Isoleucine: History and Discovery
Isoleucine has an unusual origin story among the amino acids: it was discovered not as something entirely new, but as a hidden twin. By the start of the twentieth century chemists had been working with leucine for decades, yet their best-purified leucine kept refusing to behave as a single, clean substance. In 1903 the German chemist Felix Ehrlich showed why — a second, closely related amino acid had been riding along inside it all that time. Because it shared leucine's exact chemical formula but had a different shape, he gave it a fitting name: isoleucine, "the isomer of leucine." This article tells that story honestly: where leucine itself came from, how the puzzle was first noticed, who untangled it and when, where the name comes from, the disputed details of exactly what material isoleucine was first drawn from, and how, three decades later, William Cumming Rose proved that isoleucine is one of the handful of amino acids the human body cannot make for itself. Where the record is firm we say so; where sources genuinely disagree, we say that too.
Table of Contents
- Before Isoleucine: The Discovery of Leucine
- A Puzzle in Purified Leucine
- Felix Ehrlich and the 1903 Discovery
- Why It Is Called "Isoleucine"
- Confirming the Molecule: Synthesis and Structure
- Proving It Essential: William Cumming Rose
- The Wider Story of Protein Chemistry
- Research Papers and References
- Connections
- Featured Videos
Before Isoleucine: The Discovery of Leucine
To understand isoleucine, you first have to meet its older sibling, leucine. Leucine was one of the earliest amino acids ever isolated, back in the opening decades of the nineteenth century — a time when chemists were just beginning to take proteins apart and find the small building blocks inside. The French chemist Joseph Louis Proust obtained a substance from fermented cheese in 1818 that was almost certainly leucine, though he gave it a different name. Two years later, in 1820, the French chemist Henri Braconnot isolated it more cleanly from the acid breakdown of muscle and wool fibre, and it is Braconnot's name that stuck.

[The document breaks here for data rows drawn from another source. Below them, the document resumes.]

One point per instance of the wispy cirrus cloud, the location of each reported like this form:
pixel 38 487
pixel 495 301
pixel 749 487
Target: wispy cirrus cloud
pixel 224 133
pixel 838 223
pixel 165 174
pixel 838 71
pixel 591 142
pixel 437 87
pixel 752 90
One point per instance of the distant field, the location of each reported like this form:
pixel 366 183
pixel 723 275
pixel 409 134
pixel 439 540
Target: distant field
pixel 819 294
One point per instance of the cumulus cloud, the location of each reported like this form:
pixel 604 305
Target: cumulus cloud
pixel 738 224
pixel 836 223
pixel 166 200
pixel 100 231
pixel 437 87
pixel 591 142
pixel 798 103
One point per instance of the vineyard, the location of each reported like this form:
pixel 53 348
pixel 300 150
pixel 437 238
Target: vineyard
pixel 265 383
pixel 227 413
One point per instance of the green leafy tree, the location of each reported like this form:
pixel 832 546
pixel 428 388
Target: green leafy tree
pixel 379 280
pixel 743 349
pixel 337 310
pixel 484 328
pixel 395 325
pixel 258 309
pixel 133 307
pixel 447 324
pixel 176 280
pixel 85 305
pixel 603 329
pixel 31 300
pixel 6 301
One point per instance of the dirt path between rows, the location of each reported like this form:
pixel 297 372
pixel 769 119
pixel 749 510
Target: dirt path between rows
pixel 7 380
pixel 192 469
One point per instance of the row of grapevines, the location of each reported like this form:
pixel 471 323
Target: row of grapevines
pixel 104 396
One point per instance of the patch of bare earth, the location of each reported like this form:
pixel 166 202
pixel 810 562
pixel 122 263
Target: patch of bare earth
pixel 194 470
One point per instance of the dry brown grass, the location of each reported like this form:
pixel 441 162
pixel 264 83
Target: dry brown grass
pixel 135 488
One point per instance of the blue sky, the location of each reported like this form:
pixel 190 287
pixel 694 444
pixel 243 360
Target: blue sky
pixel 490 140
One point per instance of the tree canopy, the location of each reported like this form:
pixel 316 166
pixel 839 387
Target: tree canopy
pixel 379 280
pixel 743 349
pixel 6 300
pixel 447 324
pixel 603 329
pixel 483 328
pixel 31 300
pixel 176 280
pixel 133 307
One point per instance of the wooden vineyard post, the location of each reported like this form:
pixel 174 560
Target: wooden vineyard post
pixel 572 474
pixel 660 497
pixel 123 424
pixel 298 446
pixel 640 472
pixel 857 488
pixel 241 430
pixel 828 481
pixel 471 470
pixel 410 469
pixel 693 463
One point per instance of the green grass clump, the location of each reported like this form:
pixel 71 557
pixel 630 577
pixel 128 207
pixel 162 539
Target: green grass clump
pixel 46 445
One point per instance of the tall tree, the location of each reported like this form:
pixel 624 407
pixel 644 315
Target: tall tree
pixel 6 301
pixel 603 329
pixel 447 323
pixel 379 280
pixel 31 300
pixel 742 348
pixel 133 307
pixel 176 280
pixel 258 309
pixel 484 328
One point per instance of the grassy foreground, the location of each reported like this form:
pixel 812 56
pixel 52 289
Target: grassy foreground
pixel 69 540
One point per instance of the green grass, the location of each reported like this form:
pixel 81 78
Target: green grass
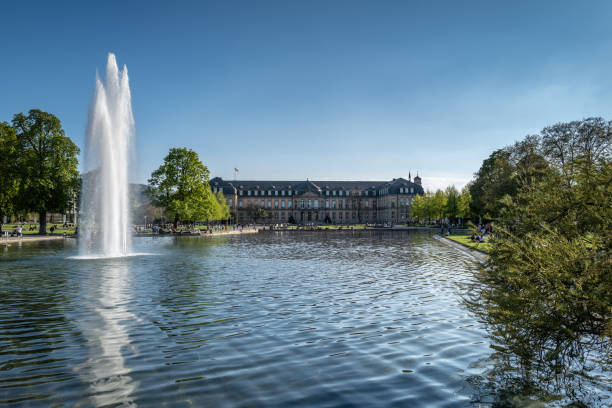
pixel 59 230
pixel 464 239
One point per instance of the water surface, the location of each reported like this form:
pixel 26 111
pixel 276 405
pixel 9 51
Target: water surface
pixel 274 319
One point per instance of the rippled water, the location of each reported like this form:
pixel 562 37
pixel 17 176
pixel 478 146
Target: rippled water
pixel 274 319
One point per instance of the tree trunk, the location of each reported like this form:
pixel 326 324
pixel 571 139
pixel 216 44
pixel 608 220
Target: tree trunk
pixel 43 223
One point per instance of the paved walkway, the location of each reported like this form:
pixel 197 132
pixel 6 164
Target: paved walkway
pixel 31 238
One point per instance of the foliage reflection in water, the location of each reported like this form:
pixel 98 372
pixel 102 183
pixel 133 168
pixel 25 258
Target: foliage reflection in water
pixel 274 319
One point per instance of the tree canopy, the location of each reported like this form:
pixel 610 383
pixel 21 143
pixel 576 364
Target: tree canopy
pixel 180 186
pixel 547 289
pixel 8 170
pixel 46 165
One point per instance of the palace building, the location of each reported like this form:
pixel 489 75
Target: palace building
pixel 319 202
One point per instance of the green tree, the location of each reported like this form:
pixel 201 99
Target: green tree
pixel 256 213
pixel 493 181
pixel 180 186
pixel 47 165
pixel 451 208
pixel 8 170
pixel 417 209
pixel 464 203
pixel 222 210
pixel 437 204
pixel 547 289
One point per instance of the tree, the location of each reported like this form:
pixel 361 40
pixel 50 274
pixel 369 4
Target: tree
pixel 47 165
pixel 547 290
pixel 417 209
pixel 222 210
pixel 451 209
pixel 493 181
pixel 464 203
pixel 180 186
pixel 438 203
pixel 8 170
pixel 255 213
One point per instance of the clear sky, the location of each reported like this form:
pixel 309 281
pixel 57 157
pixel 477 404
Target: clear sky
pixel 317 89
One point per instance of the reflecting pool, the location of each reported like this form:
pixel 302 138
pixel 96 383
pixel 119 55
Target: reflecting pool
pixel 269 319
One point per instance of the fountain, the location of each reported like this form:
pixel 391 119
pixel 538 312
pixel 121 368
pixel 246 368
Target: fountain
pixel 105 217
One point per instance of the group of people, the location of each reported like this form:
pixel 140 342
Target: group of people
pixel 189 228
pixel 481 233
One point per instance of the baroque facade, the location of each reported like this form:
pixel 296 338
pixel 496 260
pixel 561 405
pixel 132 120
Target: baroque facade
pixel 319 202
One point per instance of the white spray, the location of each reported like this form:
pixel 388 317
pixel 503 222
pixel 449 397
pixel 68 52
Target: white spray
pixel 105 214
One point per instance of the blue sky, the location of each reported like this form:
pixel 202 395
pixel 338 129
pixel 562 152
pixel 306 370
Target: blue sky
pixel 318 89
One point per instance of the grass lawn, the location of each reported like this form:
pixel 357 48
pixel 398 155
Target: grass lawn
pixel 464 239
pixel 59 230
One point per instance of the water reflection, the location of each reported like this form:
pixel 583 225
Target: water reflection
pixel 104 326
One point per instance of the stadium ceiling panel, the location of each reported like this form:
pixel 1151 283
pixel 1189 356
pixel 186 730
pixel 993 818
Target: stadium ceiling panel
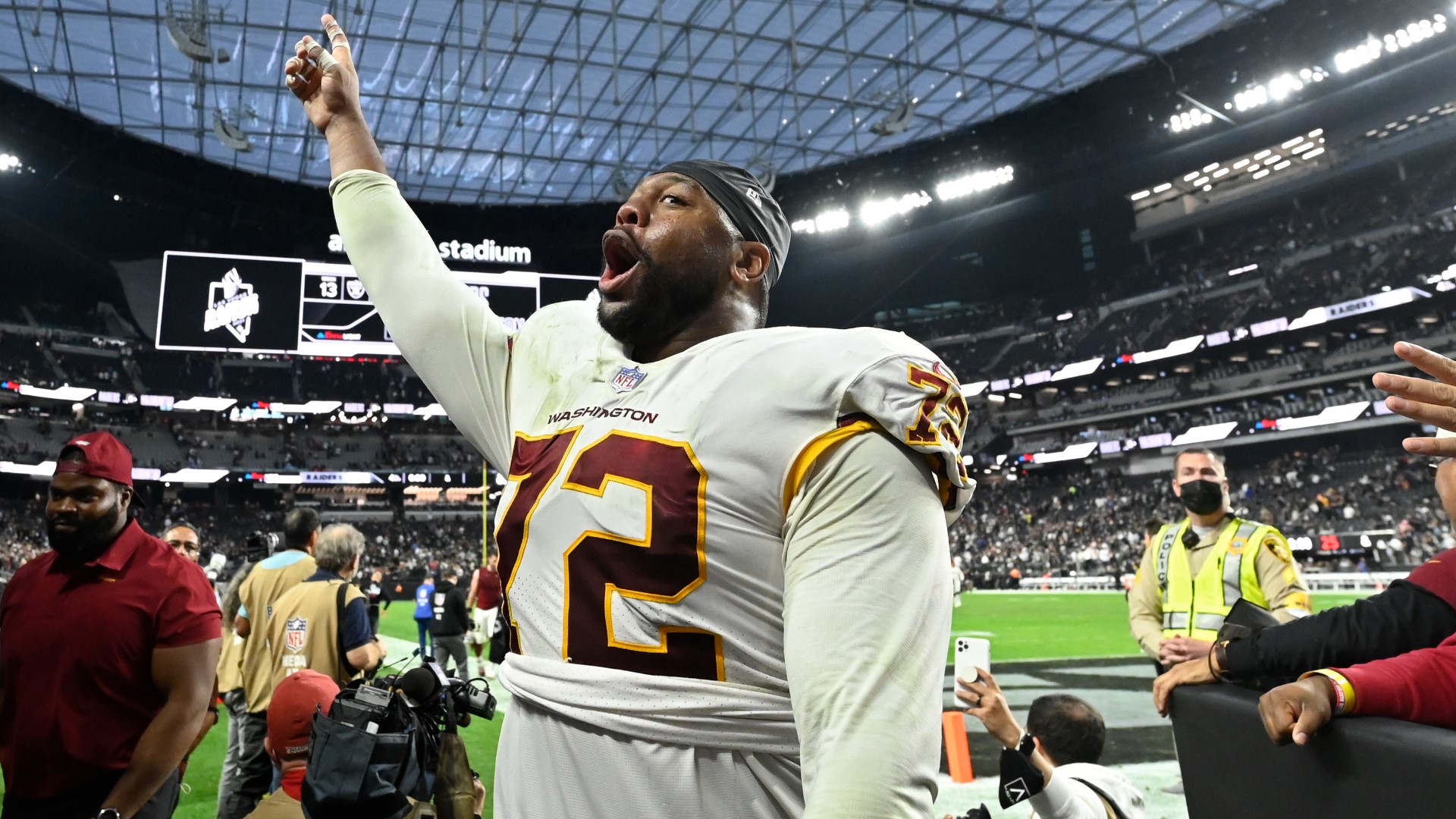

The name leucine comes from the Greek word leukos, meaning "white," chosen because the crystals Braconnot collected were white. That detail matters for our story for a simple reason: it means "leucine" was named for how it looked, long before anyone understood its molecular structure or could tell one leucine-like crystal from another. For most of the nineteenth century, "leucine" was treated as a single, well-known substance — one of the staple amino acids that turned up whenever a protein was broken down. No one yet suspected that what they were calling leucine might actually be a mixture.
This is the quiet backdrop against which isoleucine would eventually be found. The tools to separate very similar molecules — careful fractional distillation and crystallisation — were still maturing, and substances that differed only subtly in shape were easy to mistake for one another. Isoleucine is exactly such a case: a molecule so close to leucine that it hid inside it, in plain sight, for the better part of a century.
A Puzzle in Purified Leucine
The first sign that something was off came from one of the giants of the field. Around 1901, the great German chemist Emil Fischer — who would win the Nobel Prize in Chemistry the following year for his work on sugars and proteins, and who did more than anyone to establish how amino acids link together into peptide chains — ran into trouble while purifying leucine. As he separated his leucine fractions by distillation, the material would not resolve into a single, consistent product the way a pure compound should. Something else appeared to be present, shadowing the leucine and resisting a clean separation.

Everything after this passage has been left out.